Moved by some democratic impulse he did not bother to analyze, Daw switched back to the general communication band before spreading one of file charts—without gravity or air currents it hung like smoke in the emptiness—to illustrate what he was about to say; then for the benefit of the crewmen he explained: “This is one of their star charts—we found it in the first module we entered. In a rough way you could consider it a map of this part of the galaxy, as seen from above.”

The girl said: “I don’t understand how you can talk about seeing a galaxy from above or from below, except by convention—or how you know those dots on the chart are stars at all without being able to read the language. And if they are stars, how do you know they represent the region we’re in? Or is that just a guess?” Her voice was as controlled as it might have been during a dinner-table discussion on board Gladiator, but Daw sensed tension that held her at the edge of hysteria.

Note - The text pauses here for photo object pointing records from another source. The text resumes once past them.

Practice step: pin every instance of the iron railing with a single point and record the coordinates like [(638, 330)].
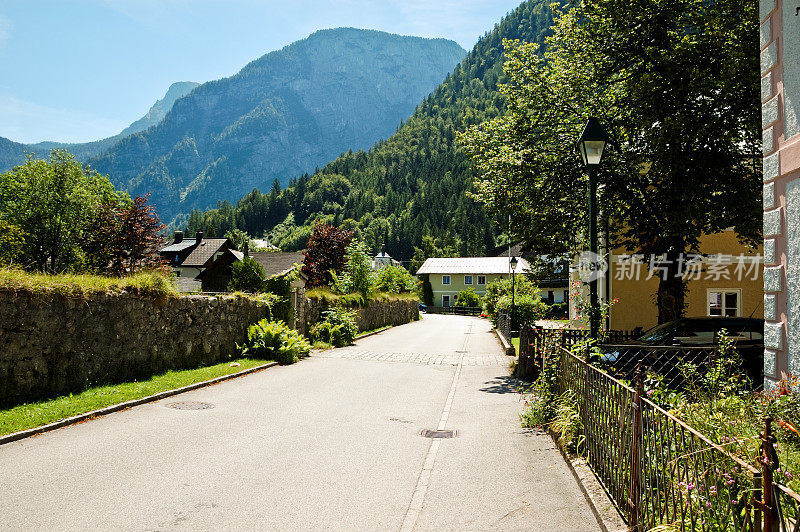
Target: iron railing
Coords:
[(461, 311), (504, 325), (657, 470)]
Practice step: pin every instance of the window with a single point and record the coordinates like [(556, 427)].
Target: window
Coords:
[(724, 302)]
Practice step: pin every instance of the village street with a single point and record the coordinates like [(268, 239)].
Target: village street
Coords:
[(332, 442)]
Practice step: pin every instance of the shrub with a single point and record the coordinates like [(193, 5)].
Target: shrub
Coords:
[(395, 279), (502, 287), (527, 308), (358, 276), (247, 275), (468, 298), (557, 311), (339, 328), (325, 252), (274, 340)]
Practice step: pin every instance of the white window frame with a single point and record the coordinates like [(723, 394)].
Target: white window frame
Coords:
[(724, 291)]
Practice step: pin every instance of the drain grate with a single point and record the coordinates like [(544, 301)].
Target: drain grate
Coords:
[(190, 405), (438, 434)]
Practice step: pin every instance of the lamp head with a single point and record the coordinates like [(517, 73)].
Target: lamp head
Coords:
[(592, 142)]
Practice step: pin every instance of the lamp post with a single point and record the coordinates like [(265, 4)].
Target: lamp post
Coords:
[(513, 261), (591, 146)]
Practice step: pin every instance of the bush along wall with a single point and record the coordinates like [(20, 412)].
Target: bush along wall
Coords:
[(371, 314), (54, 345)]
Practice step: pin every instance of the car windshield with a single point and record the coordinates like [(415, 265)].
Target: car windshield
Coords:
[(699, 331), (660, 332)]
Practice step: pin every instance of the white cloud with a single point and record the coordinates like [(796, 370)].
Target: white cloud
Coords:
[(5, 31), (29, 122)]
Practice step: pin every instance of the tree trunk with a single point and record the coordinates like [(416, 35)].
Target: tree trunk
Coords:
[(671, 289)]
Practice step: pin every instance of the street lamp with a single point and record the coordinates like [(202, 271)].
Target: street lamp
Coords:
[(513, 261), (591, 145)]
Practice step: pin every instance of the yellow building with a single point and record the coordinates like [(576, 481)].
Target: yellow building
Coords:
[(725, 280)]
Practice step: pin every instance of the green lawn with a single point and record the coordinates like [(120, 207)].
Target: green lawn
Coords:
[(32, 415)]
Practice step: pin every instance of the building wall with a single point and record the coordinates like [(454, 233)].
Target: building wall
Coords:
[(457, 284), (780, 94), (637, 298)]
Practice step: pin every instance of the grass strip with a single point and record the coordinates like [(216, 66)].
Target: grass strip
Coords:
[(145, 283), (33, 415)]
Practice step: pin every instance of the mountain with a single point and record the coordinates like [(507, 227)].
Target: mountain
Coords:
[(282, 115), (13, 153), (413, 185)]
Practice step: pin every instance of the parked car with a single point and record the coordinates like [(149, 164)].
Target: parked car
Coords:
[(747, 333)]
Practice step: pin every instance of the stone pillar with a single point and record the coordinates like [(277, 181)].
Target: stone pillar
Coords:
[(780, 96)]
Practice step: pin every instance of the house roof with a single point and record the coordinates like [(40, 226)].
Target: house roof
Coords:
[(204, 251), (180, 246), (275, 263), (473, 265)]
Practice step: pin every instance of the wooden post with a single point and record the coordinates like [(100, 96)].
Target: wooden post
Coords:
[(635, 464), (769, 462)]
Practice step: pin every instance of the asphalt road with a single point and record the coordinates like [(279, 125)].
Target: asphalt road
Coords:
[(330, 443)]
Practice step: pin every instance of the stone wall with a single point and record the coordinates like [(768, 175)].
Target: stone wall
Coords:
[(53, 345), (780, 96), (377, 313)]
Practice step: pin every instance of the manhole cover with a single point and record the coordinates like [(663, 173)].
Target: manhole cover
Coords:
[(438, 434), (190, 405)]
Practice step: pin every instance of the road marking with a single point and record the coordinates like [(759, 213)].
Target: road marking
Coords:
[(421, 489)]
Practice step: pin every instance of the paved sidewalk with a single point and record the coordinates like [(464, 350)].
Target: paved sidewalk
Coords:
[(330, 443)]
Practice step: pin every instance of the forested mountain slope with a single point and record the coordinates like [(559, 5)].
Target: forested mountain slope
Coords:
[(13, 153), (283, 114), (412, 185)]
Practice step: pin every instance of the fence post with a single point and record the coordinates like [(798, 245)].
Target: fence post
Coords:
[(635, 462), (769, 459)]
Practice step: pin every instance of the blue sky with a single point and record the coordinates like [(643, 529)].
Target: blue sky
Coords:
[(80, 70)]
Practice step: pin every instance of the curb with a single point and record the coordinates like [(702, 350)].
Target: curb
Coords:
[(505, 342), (15, 436), (367, 335), (608, 519)]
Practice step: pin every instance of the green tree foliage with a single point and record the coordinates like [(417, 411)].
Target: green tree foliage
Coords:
[(395, 279), (357, 276), (468, 298), (247, 275), (326, 253), (497, 290), (274, 340), (676, 85), (240, 239), (412, 185), (339, 328), (122, 238), (53, 203), (12, 243)]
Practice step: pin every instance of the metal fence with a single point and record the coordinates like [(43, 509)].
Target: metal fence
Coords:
[(461, 311), (504, 325), (660, 471)]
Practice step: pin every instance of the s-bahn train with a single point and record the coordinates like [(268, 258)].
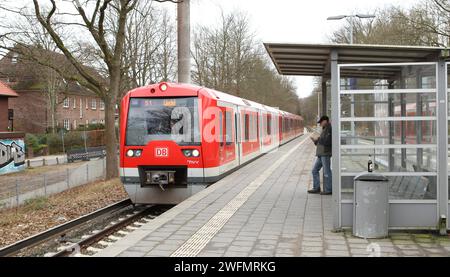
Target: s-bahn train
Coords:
[(176, 139)]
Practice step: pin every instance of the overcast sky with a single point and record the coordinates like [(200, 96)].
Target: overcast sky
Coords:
[(289, 20)]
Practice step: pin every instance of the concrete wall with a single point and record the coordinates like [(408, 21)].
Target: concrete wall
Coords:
[(3, 114), (12, 154)]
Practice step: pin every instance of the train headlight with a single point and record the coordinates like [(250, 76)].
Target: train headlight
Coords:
[(134, 153), (163, 87), (191, 153)]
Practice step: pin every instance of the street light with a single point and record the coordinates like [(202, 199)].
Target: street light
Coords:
[(352, 18)]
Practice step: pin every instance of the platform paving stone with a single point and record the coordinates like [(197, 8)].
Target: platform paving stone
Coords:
[(279, 219)]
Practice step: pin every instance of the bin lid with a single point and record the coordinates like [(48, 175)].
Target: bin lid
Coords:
[(371, 177)]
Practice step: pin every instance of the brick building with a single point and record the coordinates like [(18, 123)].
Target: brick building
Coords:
[(6, 95), (75, 106)]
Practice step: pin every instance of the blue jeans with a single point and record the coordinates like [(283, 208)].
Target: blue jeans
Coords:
[(325, 162)]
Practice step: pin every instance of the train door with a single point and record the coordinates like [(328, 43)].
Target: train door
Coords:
[(261, 128), (229, 158), (238, 127)]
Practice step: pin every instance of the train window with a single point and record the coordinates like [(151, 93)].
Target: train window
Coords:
[(253, 127), (151, 119), (269, 124), (221, 128), (228, 127), (246, 127)]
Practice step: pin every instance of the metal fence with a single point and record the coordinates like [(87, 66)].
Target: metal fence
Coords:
[(17, 189)]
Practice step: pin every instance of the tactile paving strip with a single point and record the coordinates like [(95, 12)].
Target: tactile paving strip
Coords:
[(195, 244)]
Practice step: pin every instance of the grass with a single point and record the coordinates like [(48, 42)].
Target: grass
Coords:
[(36, 204), (39, 214)]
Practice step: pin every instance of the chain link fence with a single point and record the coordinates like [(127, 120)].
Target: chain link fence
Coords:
[(17, 189)]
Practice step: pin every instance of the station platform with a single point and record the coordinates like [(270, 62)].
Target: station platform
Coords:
[(263, 210)]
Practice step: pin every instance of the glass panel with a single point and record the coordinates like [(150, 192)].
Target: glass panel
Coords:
[(389, 77), (400, 187), (389, 160), (388, 105), (388, 132), (448, 106), (228, 127), (163, 119)]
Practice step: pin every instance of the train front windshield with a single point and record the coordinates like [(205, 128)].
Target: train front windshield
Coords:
[(174, 119)]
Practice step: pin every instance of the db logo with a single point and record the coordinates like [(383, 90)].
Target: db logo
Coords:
[(162, 152)]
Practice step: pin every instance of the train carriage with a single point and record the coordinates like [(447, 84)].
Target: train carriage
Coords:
[(178, 138)]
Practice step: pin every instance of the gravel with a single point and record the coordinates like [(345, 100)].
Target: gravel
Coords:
[(43, 213)]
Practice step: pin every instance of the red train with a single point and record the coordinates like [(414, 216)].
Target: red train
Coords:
[(177, 138)]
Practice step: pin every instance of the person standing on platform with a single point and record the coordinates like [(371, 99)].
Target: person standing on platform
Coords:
[(323, 153)]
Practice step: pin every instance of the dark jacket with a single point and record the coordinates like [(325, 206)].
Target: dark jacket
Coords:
[(324, 143)]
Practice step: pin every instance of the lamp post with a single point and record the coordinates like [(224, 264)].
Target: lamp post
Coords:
[(352, 20)]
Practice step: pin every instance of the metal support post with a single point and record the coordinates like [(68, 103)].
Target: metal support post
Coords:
[(335, 123), (442, 153)]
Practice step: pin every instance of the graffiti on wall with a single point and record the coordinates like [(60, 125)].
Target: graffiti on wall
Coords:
[(12, 155)]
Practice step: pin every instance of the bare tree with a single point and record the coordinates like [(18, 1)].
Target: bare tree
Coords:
[(78, 29), (150, 55)]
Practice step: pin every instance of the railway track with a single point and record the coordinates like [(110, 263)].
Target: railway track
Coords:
[(107, 234), (67, 246)]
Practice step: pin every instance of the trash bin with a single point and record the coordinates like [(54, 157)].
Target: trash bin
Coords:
[(371, 206)]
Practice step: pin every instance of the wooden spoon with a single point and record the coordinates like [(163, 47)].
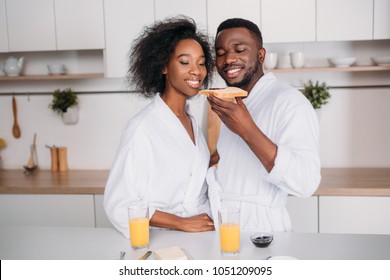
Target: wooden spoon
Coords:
[(15, 128)]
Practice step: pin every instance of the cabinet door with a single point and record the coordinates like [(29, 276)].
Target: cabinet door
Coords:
[(30, 25), (288, 20), (193, 9), (79, 24), (381, 19), (303, 213), (3, 28), (123, 22), (47, 210), (220, 10), (364, 215), (344, 20)]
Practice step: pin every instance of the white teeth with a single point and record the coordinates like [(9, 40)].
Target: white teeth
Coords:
[(231, 71), (193, 83)]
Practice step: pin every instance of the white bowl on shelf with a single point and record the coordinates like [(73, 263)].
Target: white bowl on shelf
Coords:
[(342, 61), (381, 60)]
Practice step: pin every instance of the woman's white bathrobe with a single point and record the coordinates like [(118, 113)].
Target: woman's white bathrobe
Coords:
[(157, 163), (286, 117)]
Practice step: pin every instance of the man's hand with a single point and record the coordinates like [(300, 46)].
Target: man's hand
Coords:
[(201, 222), (234, 115)]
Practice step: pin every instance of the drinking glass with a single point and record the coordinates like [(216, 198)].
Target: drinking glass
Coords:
[(229, 231), (139, 226)]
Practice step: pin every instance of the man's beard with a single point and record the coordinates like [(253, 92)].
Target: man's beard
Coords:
[(247, 77)]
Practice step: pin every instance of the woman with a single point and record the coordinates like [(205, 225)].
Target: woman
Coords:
[(163, 157)]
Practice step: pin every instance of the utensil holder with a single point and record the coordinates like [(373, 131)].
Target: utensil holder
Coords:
[(62, 159), (54, 159)]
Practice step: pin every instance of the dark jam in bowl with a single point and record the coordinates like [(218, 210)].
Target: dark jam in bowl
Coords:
[(262, 240)]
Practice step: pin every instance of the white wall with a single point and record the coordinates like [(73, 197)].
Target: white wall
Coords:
[(354, 125)]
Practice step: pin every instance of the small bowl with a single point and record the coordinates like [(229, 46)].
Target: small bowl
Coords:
[(262, 239), (381, 60), (342, 61)]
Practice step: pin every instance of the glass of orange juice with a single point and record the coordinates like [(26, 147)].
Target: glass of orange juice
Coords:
[(229, 231), (139, 226)]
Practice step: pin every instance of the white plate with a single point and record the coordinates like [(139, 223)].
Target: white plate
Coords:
[(342, 62), (381, 60)]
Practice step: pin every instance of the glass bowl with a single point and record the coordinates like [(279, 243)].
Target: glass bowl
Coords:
[(262, 239)]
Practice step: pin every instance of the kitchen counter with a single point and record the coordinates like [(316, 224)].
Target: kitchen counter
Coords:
[(84, 243), (335, 182)]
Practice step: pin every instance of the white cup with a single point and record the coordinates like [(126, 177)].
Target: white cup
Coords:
[(56, 69), (297, 59), (284, 61), (271, 59)]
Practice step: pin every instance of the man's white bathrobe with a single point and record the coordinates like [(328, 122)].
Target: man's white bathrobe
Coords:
[(157, 163), (286, 117)]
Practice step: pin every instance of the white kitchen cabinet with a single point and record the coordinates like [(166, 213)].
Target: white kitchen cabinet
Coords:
[(47, 210), (193, 9), (344, 20), (220, 10), (3, 28), (30, 25), (288, 20), (79, 24), (124, 21), (303, 213), (101, 219), (381, 19), (48, 25), (354, 214)]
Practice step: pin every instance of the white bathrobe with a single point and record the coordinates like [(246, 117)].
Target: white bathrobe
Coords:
[(157, 163), (286, 117)]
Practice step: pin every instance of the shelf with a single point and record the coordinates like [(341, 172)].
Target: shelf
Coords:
[(52, 77), (332, 69)]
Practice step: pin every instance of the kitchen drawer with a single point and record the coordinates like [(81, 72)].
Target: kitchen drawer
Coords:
[(354, 214), (47, 210), (303, 213)]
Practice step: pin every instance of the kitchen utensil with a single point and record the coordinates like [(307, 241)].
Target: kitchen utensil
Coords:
[(15, 128), (146, 255), (31, 164)]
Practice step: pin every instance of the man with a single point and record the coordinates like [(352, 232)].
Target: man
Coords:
[(268, 144)]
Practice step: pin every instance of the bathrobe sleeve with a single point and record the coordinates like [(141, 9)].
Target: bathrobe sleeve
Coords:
[(127, 176), (297, 165)]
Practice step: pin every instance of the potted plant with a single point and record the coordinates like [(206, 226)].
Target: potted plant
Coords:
[(318, 94), (65, 103)]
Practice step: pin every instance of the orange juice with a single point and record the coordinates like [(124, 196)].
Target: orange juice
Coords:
[(139, 232), (229, 235)]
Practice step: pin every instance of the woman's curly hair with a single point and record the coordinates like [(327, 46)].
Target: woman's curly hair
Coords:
[(152, 50)]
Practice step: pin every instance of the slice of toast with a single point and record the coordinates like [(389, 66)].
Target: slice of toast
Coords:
[(228, 92)]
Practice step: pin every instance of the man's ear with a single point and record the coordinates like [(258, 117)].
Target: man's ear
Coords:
[(262, 53)]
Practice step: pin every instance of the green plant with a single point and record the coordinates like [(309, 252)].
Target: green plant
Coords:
[(318, 94), (62, 100)]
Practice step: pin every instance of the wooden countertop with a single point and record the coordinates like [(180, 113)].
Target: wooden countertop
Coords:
[(335, 182)]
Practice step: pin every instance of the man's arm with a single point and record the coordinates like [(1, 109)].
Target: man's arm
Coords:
[(237, 118)]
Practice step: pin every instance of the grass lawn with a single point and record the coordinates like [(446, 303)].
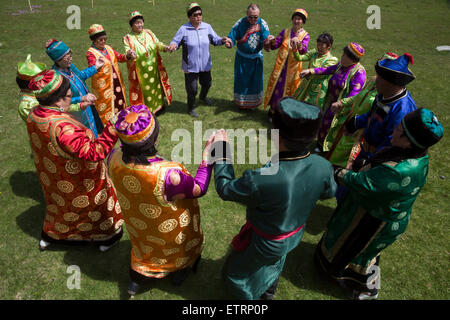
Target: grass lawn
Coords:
[(414, 267)]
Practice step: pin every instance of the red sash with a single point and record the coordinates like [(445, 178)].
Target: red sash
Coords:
[(242, 239)]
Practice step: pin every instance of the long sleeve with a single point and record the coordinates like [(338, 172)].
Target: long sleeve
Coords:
[(328, 70), (185, 183), (77, 141), (306, 56), (276, 43), (305, 43), (214, 39), (85, 73), (178, 37), (242, 190)]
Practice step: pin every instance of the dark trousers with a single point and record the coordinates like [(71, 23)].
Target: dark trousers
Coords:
[(191, 79)]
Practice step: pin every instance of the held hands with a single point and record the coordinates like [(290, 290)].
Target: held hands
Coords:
[(227, 41), (172, 47), (131, 55), (337, 106), (99, 63), (305, 73), (88, 100)]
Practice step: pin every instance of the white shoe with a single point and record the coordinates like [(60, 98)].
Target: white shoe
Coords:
[(106, 248), (43, 245)]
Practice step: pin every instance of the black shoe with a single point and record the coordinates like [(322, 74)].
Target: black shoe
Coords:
[(195, 265), (193, 113), (133, 288), (206, 101), (179, 276)]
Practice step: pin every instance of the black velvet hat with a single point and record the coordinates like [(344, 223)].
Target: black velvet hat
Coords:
[(297, 121)]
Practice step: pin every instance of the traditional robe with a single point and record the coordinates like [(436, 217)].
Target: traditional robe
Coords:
[(148, 79), (107, 83), (81, 203), (248, 63), (374, 213), (278, 206), (165, 235), (285, 77), (314, 89)]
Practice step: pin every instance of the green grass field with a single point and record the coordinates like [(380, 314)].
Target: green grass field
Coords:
[(415, 267)]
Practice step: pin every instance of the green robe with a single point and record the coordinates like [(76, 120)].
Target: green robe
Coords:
[(342, 145), (374, 214), (314, 89), (276, 204)]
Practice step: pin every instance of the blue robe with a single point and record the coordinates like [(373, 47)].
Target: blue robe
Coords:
[(382, 119), (248, 63), (88, 117), (277, 204)]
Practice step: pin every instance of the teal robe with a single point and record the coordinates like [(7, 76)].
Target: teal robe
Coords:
[(276, 204), (374, 213)]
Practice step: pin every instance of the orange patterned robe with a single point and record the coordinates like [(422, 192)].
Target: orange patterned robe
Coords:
[(81, 203), (165, 236)]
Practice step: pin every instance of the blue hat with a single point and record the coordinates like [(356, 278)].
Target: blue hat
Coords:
[(297, 121), (422, 128), (57, 49), (396, 71)]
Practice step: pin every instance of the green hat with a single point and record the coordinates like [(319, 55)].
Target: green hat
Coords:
[(27, 70), (297, 121), (422, 128)]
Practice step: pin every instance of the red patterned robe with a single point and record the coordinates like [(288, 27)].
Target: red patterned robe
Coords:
[(81, 203)]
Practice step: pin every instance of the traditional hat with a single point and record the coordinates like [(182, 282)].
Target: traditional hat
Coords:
[(297, 121), (57, 49), (135, 14), (136, 124), (301, 12), (356, 49), (192, 6), (396, 71), (27, 70), (422, 128), (45, 83), (95, 29)]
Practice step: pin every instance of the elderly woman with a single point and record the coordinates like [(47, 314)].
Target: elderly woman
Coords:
[(195, 38), (377, 209), (148, 79), (81, 204), (158, 201), (107, 84), (61, 54), (285, 77), (348, 79), (314, 89)]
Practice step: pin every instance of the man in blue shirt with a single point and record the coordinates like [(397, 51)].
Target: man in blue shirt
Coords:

“To begin with,” he said, “the galaxy’s not a shapeless cloud of stars—it is disk-shaped, and it seems pretty obvious that anyone mapping any sizable portion of it would choose to look at things from one face or the other. Which face is chosen is strictly a matter of convention, but there are only two choices. And we’re pretty certain these things are star charts, because Gladiator measured the positions of the dots and ran a regression analysis between them and the known positions of the stars. The agreement was so good that we can feel pretty sure of the identities of most of the dots. What’s more, if you’ll look at the chart closely you’ll see that our friends have used three sizes of dots.”

Daw paused and one of the crewmen asked, “Magnitude, Captain?”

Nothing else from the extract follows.